How to get your house ready to sell

YOU’VE made the decision to move and now you are faced with the daunting task for getting your house ready to sell.

One top tip is to take a walk down your street and compare your home with all its neighbours. Does it bear comparison or is there work to be done to improve its curb appeal?

Indoors, it’s time to catch up with all those chores you have been putting off for so long but could now bring down the value of your property if they are left, so replace broken light bulbs, fix leaky taps and drawers that don’t open and close properly, touch up scuffed paintwork and think about buying new towels, cushion covers and bedspreads. But don’t go down the road of wholesale changes like replacing the kitchen.

Many buyers won’t want to deal with the disruption of decorating once they move in. You will be able to attract much more interest with a freshly done-up property.

Use natural cream colours which nobody will find offensive. Once you have set the whole selling process in motion and have engaged an estate agent, he or she will visit your home to note down all the relevant facts.

After that, the next person who will view it is a surveyor who will compile a Home Report and provide you with a valuation. His visit will be a professional one and will take more than an hour as he goes from room to room with damp monitor, measuring devices, torches and other paraphernalia. He has a list of things he has to check and tick box of 20 aspects of your property which he will score from one to three.

One means “No immediate action or repair is needed,” a two indicates “Repairs or replacement requiring future attention, but estimates are still advised” and three is a warning that “Urgent repairs or replacement are needed now.

Failure to deal with them may cause problems to parts of the property or cause a safety hazard.

Estimates for repairs or replacement are needed now.” The list includes structural movement, rainwater fittings, external decorations, internal joinery and kitchen fittings, electricity and heating and hot water. Once you have the report it’s time to get your home ready to show to off to those who might want to buy it.

A few years ago TV’s House Doctor Anne Maurice taught us all to declutter and that’s the most important word to remember as you get ready to sell your house. It’s time to stop thinking of it as your home.

Declutter and depersonalise. Buyers don’t want to see the lovely life you have created for yourself.

They want to imagine the lovely life they could make for themselves in their beautiful potential new home so don’t allow anything to clutter that vision. It’s time to take down the family photographs, pack away the ornaments and knick-knacks you’ve collected over the years. You can always take them out in your new home but right now they are a distraction to possible buyers.

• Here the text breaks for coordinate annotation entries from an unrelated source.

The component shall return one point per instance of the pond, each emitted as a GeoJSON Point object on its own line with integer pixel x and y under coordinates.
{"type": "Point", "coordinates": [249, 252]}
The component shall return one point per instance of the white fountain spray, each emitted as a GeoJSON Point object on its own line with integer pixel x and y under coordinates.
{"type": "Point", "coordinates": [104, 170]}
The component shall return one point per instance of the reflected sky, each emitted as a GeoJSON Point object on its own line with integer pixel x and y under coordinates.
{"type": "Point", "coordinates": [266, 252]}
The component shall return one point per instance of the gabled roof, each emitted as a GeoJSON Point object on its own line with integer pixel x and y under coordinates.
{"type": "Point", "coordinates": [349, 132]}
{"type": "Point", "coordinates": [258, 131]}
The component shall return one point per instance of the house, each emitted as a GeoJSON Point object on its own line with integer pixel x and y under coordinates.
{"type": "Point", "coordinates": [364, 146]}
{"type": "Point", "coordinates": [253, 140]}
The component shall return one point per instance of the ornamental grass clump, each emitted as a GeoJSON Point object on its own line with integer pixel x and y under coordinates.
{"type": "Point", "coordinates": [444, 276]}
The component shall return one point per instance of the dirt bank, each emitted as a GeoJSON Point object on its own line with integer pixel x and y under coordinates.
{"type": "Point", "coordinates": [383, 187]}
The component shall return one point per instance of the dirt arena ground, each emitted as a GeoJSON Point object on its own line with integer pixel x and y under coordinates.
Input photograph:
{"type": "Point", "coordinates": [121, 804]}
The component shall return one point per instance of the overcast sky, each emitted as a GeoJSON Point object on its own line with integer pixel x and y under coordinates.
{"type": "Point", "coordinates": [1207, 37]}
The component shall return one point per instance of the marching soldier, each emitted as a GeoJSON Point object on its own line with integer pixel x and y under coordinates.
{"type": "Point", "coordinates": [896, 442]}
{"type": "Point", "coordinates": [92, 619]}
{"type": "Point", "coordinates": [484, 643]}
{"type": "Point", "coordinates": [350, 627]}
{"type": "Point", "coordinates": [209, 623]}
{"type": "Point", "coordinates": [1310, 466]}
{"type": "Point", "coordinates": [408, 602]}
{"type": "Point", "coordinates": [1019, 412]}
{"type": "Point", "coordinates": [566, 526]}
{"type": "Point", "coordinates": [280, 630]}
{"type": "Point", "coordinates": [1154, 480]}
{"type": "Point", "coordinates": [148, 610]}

Clutter in this context covers books, CDs, DVDs, kitchen tools and appliances which are on show on counters, and potted plants.

Make your home as blank a canvas as you can so that from the moment a viewer walks in, he or she starts imagining their books, pictures and appliances in situ. Make your home as welcoming as possible. The longer a viewer stays, the stronger the emotional bond. Once they connect at this level you may well be in the selling business.